C’est pourquoi l’auteur en appelle aux radicaux modernes, qui n’ont pas su relever le défi de la démocratisation de l’entreprise, et inventer 212des dispositifs adaptés au xxie siècle pour restaurer le bien-vivre au travail. Dans cet ouvrage engagé, Persky montre que si la philosophie du progrès du xixe siècle ne constitue plus un horizon de croyances valable, il nous reste beaucoup à apprendre de l’histoire de la pensée économique. L’auteur a le mérite de cerner le caractère novateur de la pensée de John Stuart Mill. Sans jamais le renier, Mill a su s’émanciper du schéma ricardien et anticiper certains des enjeux socio-économiques majeurs de la modernité. À cet égard, l’ouvrage aurait gagné à mieux élucider les positions écologiques de Mill, à travers une étude plus approfondie de sa conception de l’état stationnaire. Cette réserve ne diminue en rien la pertinence de la réflexion menée sur les relations de travail et les aspects égalitaristes du programme millien. L’auteur saisit la richesse de l’économie politique de Mill, soucieuse de réconcilier la liberté, l’efficacité et la justice sociale.
Dans le dernier chapitre du livre, Persky tente de situer la position de Mill par rapport aux débats contemporains au sein de la gauche américaine sur l’étendue de la redistribution nécessaire. Faut-il, comme le souhaitent les partisans du luck egalitarianism, neutraliser les effets du hasard sur la situation socio-économique de chacun ? Cette thèse radicale implique une neutralisation ex post du hasard, et non plus une égalisation des chances ex ante.
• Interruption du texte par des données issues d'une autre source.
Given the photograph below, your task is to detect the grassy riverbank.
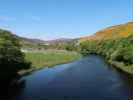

De vastes efforts de redistribution devraient donner la priorité aux membres les plus défavorisés de la société, dans la mesure où leur pauvreté est due à une malchance et non à une faute de leur part. Dans cette optique, l’auteur tend à faire de Mill un précurseur des luck egalitarians. Il s’appuie sur quelques citations générales, dans lesquelles Mill regrette le rôle des facteurs échappant à notre contrôle dans la réussite économique, en particulier celui des origines sociales. Pour autant, force est de reconnaître que Mill ne prévoit aucune redistribution extensive des revenus. Au contraire, il semble penser qu’une meilleure diffusion de la propriété et un sens accru des responsabilités rendraient quasiment superflus les programmes sociaux (Mill, 1965, p. 960). Dès lors, il semble excessif de voir en Mill l’apôtre d’une synthèse entre théorie libérale-égalitariste et luck egalitarianism. Persky cède ici à la tentation de projeter sur le penseur victorien des thèses qui trouvent difficilement leur place dans une économie politique certes progressiste, mais méfiante à l’égard des mécanismes sociaux susceptibles d’affaiblir les incitations au travail et à l’épargne.
213Références bibliographiques
Gray, John [1989], Liberalisms. Essays in Political Philosophy, Londres, Routledge.
Hollander, Samuel [1985], The Economics of John Stuart Mill, Vol. 1, Theory and Method, Vol. 2, Political Economy, Oxford, Basil Blackwell.
Mill, John Stuart [1848], Principles of Political Economy, (ed.) J. M. Robson, Collected Works of John Stuart Mill, Vol. II et III, Londres, Routledge, 1965.
Rawls, John [1971], Théorie de la justice. Traduction française par Catherine Audard, Paris, Le Seuil, 1987.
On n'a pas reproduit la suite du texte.